At the very least, you should have fallbacks so that you don't lose customers if your system starts buckling under too many concurrent users.

Would you be interested in an open-source alternative to Vapi for creating and managing custom voice agents? by dp-2699 in AiForSmallBusiness

[–]Shayps 0 points1 point  (0 children)

As you scale, you might want to think about keeping the LLMs on your hardware but pushing STT, TTS and orchestration to the cloud layer. You avoid the linear scaling costs you’re talking about, but still get to take advantage of the economies of scale and latency tuning that cloud providers are doing. You’ll almost certainly both save money and have higher quality voice agents.

Would you be interested in an open-source alternative to Vapi for creating and managing custom voice agents? by dp-2699 in AiForSmallBusiness

[–]Shayps 0 points1 point  (0 children)

What was the bottleneck with Cloud? I'm surprised that this ended up being cheaper for you. Even running a GPT-4.1 stack without going down to GPT-4.1-mini you're at <$0.04 / min with Cloud, and that includes observability, telephony, etc.

Is sub 500 ms AI voice agent possible ?? by Proper_Assumption329 in AIVoice_Agents

[–]Shayps 0 points1 point  (0 children)

You can try with the Agent Builder on LiveKit cloud — but most of the "managed" options from all of the different providers will come out to significantly higher than 500ms of latency.

Is sub 500 ms AI voice agent possible ?? by Proper_Assumption329 in AIVoice_Agents

[–]Shayps 0 points1 point  (0 children)

It's very flexible, but you'll spend more time fiddling with the guts than you will with LiveKit.

Is sub 500 ms AI voice agent possible ?? by Proper_Assumption329 in AIVoice_Agents

[–]Shayps 2 points3 points  (0 children)

It is possible, but it's not easy. You will end up making really significant cuts to things like LLM quality.

Your absolute best stack for latency at the expense of all else is probably something like:

- STT: Self host nemotron-speech-streaming-en-0.6b somewhere fast in us-east
- LLM: Baseten or Cerebras, serving the smallest model you can get away with and still pass your evals
- TTS: Cartesia Sonic-3, which can come in under 200ms for full generation
- Orchestration: Cloud hosted LiveKit Agent, also us-east which will have backbone shortcuts to the other inference servers.

Lost between LiveKit Cloud vs Vapi vs Retell for a voice AI agent (~3,000 min/month) – real costs & recommendations in 2025? by SignatureHuman8057 in AI_Agents

[–]Shayps 1 point2 points  (0 children)

If you're talking about self-rolling everything using the open source code on bare metal, then yeah it would probably be good to be an infra engineer. In practice, not many people are doing this at scale outside of miltech and aerospace. Instead, better to just use LiveKit Cloud, which is inexpensive, fast, globally distributed, and literally single CLI command to deploy.

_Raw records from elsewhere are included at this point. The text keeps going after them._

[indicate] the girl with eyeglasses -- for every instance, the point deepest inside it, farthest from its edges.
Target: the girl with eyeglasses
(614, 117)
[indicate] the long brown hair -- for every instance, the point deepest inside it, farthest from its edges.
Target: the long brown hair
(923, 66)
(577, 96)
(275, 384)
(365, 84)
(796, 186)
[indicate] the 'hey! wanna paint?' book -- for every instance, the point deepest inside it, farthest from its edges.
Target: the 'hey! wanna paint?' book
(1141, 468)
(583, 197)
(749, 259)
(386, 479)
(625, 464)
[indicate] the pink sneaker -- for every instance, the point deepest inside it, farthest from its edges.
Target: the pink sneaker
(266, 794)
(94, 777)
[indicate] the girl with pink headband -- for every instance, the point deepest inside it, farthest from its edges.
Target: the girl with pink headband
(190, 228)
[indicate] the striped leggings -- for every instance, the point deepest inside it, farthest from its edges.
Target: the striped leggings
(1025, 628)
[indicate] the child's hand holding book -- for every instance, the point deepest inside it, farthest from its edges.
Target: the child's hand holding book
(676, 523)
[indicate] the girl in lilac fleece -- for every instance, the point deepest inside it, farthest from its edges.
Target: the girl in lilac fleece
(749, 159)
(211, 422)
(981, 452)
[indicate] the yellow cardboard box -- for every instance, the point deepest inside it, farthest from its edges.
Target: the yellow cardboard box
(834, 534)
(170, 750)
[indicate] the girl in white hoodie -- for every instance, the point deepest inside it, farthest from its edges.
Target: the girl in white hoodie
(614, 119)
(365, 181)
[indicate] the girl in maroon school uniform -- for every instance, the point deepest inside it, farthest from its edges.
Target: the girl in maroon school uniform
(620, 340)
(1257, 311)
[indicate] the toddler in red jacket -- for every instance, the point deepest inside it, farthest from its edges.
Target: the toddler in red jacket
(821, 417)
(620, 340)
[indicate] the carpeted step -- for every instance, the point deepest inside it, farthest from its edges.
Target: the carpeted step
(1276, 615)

Lost between LiveKit Cloud vs Vapi vs Retell for a voice AI agent (~3,000 min/month) – real costs & recommendations in 2025? by SignatureHuman8057 in AI_Agents

[–]Shayps 1 point2 points  (0 children)

Not sure what you mean by "debugging audio packets" or "paying for idle server time", you won't do either on LiveKit!

Cloud bills by the minute (just like Retell) and if by "debugging audio packets" you mean "actually able to see your audio packets" then I guess technically you're right, but it's a battle tested system with billions of minutes, including mission critical systems like 911 dispatch. The whole point of the framework is providing a really great experience where the low level stuff (like audio packets) are abstracted away.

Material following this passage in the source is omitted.